After the awkward hour trying to enunciate, she rushed herself to University City’s urgent care. Once in an examination room, the doctor on staff walked in, took one look at her and said, “You have Bell’s palsy.” Katie was surprised he knew right away. “What does that mean?” she asked. He told her Bell’s palsy was an inflamation of the facial nerve that causes facial paralysis. He also mentioned that 80 percent of the people who get Bell’s get their function back. “You’re young and you’ll get it back,” he said matter-of-factly. But through her fear, Katie only heard the shocking percentage that don’t.
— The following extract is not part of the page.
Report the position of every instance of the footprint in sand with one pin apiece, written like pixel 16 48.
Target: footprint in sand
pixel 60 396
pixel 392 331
She could be one of them.

The urgent-care doctor’s brusqueness didn’t help. She wanted something concrete about what happened to her face. How did it happen? What did this mean? The doctor said, “I’m going to put you on anti-virals and steroids for the next two weeks — there’s no proof that either of those work but it can’t hurt.” There was no “proof” that she would get her smile back.

Bell’s palsy is a form of temporary facial paralysis resulting from swelling, compression, damage, or trauma to the facial nerves. When Bell’s palsy occurs, the function of the facial nerve is disrupted, causing an interruption in the messages the brain sends to the facial muscles. Scientists believe a viral infection, headaches, chronic middle-ear infection, high blood pressure, herpes, shingles, diabetes, sarcoidosis, tumors, Lyme disease, and trauma such as a skull fracture or facial injury can be the cause of Bell’s palsy, but exactly what brings on the swelling and damage to the nerve is a medical mystery.

Sponsored
Sponsored

The doctor ruled out a stroke. He confirmed his diagnosis by asking her to, “Move your eyebrow.” Katie couldn’t. After a stroke you can still move your eyebrow and with Bell’s you can’t move anything. Then he told her she didn’t need to come back to see him. “It will go away on its own and if it doesn’t, if you don’t see movement in six months, you will have to see a neurosurgeon.”

“I was, like, ‘What? That’s it?” Katie was scared. She looked like a different person. She felt like a different person. If her face didn’t move within the six-month mark, the nerve could be dead, resulting in permanent facial paralysis.

Sitting in shock in the urgent-care parking lot, Katie thought about Anthony, her boyfriend of almost three years, and wondered if he’d leave her. He didn’t sign up for this.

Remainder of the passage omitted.